Chapter 2: The Infrastructure of Trust
Learning Objectives
- Understand why reproducibility is foundational to credible research
- Recognize how computational workflows document analytical decisions
- Grasp the distinction between static documents and dynamic, transparent reports
- Learn to work with Markdown before introducing code
In 2015, a team of psychologists attempted something simultaneously mundane and revolutionary: they tried to replicate 100 published studies from top-tier journals. Not to expose fraud, but to test whether the published methods were sufficient to reproduce the results. The success rate was 36 percent.
This wasn’t a scandal in the traditional sense—no one had fabricated data or p-hacked their way to significance (at least, not intentionally). The problem was more subtle and more pervasive. The original researchers had made dozens of small, reasonable decisions during analysis: how to handle outliers, which covariates to include, and how to operationalize ambiguous concepts.

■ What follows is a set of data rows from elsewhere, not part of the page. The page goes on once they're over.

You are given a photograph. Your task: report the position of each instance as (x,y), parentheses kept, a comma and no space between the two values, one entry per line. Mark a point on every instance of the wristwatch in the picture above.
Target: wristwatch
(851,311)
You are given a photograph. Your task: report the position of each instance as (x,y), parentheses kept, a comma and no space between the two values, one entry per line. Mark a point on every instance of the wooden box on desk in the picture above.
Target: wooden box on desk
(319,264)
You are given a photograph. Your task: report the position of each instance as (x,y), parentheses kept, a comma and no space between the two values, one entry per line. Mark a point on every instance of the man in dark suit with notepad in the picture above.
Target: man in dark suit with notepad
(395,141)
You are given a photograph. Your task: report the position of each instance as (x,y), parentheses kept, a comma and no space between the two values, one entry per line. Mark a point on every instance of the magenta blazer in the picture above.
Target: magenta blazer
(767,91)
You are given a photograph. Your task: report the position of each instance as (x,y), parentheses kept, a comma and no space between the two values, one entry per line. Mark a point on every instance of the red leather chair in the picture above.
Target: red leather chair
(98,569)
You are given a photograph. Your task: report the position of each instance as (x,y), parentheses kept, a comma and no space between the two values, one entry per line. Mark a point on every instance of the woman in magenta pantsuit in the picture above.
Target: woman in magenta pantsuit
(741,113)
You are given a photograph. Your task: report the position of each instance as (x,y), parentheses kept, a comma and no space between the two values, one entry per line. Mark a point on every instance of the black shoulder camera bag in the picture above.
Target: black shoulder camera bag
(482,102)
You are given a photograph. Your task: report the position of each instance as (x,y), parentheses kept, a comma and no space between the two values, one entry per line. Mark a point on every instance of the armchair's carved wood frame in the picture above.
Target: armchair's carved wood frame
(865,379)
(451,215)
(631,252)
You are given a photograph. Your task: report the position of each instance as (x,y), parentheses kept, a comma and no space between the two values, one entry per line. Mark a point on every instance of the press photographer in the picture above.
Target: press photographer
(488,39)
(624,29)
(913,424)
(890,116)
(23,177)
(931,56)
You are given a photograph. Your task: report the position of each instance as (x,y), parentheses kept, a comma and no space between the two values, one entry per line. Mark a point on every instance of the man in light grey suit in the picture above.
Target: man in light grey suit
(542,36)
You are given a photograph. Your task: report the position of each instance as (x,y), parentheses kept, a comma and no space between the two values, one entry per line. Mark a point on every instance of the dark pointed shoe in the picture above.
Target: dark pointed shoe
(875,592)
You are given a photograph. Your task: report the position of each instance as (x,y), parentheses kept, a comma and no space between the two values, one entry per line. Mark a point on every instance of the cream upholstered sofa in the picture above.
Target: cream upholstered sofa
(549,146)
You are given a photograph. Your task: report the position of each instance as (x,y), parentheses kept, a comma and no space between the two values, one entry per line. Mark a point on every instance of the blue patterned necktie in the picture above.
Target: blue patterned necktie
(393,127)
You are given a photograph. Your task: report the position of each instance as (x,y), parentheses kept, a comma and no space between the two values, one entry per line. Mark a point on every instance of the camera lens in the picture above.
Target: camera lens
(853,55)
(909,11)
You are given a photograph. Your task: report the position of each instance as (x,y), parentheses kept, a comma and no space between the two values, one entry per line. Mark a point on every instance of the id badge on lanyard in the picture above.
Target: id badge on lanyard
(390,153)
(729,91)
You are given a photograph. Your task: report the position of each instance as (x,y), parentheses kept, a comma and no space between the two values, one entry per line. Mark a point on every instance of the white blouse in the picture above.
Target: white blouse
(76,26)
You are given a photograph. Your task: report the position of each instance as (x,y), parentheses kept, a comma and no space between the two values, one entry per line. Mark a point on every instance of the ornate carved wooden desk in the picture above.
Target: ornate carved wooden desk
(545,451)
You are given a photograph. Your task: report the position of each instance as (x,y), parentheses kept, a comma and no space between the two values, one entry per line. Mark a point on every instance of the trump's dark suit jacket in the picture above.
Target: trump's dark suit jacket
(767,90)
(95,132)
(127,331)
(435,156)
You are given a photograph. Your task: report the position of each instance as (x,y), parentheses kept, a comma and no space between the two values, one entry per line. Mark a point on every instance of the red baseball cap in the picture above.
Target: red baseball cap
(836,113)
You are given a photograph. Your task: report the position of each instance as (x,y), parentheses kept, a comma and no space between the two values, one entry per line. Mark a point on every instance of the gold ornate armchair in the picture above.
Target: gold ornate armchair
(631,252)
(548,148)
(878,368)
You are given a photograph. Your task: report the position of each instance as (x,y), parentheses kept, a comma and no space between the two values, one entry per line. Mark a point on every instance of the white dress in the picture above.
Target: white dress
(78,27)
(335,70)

These decisions weren’t necessarily wrong, but they were undocumented, existing only in the researchers’ memories or lost in the sequence of mouse clicks through statistical software.
The replication crisis, as it came to be known, revealed something uncomfortable: much of what we called “knowledge” was actually fragile. The published papers described what researchers found, but not with sufficient precision to allow others to verify the findings. Science had promised cumulative, verifiable knowledge. Instead, it had produced a literature that was, in many cases, unreproducible by design.
The Point-and-Click Problem
Consider a typical research workflow in many undergraduate courses:
You collect data in a spreadsheet. You import it into statistical software—SPSS, perhaps, or Stata. You click through menus to generate descriptive statistics, run tests, and create visualizations. You copy and paste the output into a Word document, manually formatting tables and adjusting decimal places. You write your interpretation around these pasted results. You submit the document.
There’s nothing obviously wrong with this process. It produces a document that looks professional. It communicates findings. But it has a critical flaw: it leaves no trail.
If someone asks, “How did you clean the data?” you might remember. Or you might not. If they ask, “Did you exclude any cases?” the answer exists only in your recollection. If your data changes—new observations arrive, errors are discovered—you must repeat every manual step, hoping you remember the exact sequence of operations.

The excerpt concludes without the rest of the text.